ГЛАВА III

Друзьям своим, безвременно ушедшим,

Успевшим много — больше не успевшим.

Кого во снах я трепетно зову —

Вы умерли, а я еще живу…

При Дунаеве я своих чувств не показал, но, когда остался один, долго листал книгу и грустные тревожащие воспоминания теснились в голове. Этой книжке был бы рад

Володя Паршин, бывший главный редактор, по большому счету, будущий директор издательства. Это была его идея — поселить под одной крышей два добротных романа, где мистика и детектив и хорошая философия несомненно привлекли бы к себе внимание взыскательного читателя. Но день, когда он подписал документы на издание "Сына Сатаны", стал для него трагическим…

Тогда я работал в "Петите" — малом издательском предприятии. Дела у меня шли неплохо, мы издавали не только книги, но и фотообои, дававшие солидную выручку, не гнушались рекламными кампаниями, причем составление текстов и программ в основном брали на себя, выручая таким образом своих многочисленных клиентов, знавших, что им хотелось, но не умевшим как… Одному кандидату в районную думу мы вложили такие глобальные проблемы в его программу, как всемирное разоружение, борьба с наркомафией и защита озонового слоя над Антарктидой. И к нашему громадному изумлению он прошел на ура — масштабы народ наш уважает и масштабные личности тоже.

После работы я зашел в Союз писателей.

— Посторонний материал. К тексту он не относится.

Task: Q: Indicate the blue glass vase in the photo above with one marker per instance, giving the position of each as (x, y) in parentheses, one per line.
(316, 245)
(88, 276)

По крутой деревянной лестнице, с которой в разные времена и с разной периодичностью скатывались известные и малоизвестные труженики пера, поднялся к Толе Шмелеву. Окутанный сигаретным дымом, Толя сидел За громадным деревянным столом, оставшимся еще со времен Дальстроя. Ошую его возвышалась на шесте деревянная скульптура северной совы, с иронической мудростью глядевшей на стенку с портретами магаданских писателей. Тех, кто помоложе или не так давно умер, я знал достаточно хорошо. С особым чувством всматривался я в лица Владилена Леонтьева и Альберта Мифтахутдинова. Леонтьев был моим учителем, прекрасным человеком и еще до конца не оцененным ученым- этнографом. Писательство составляло для него только часть — и, наверное, не самую главную его жизни. И можно было только предполагать, чтобы он выдал, какие книги, займись ими он в полную силу…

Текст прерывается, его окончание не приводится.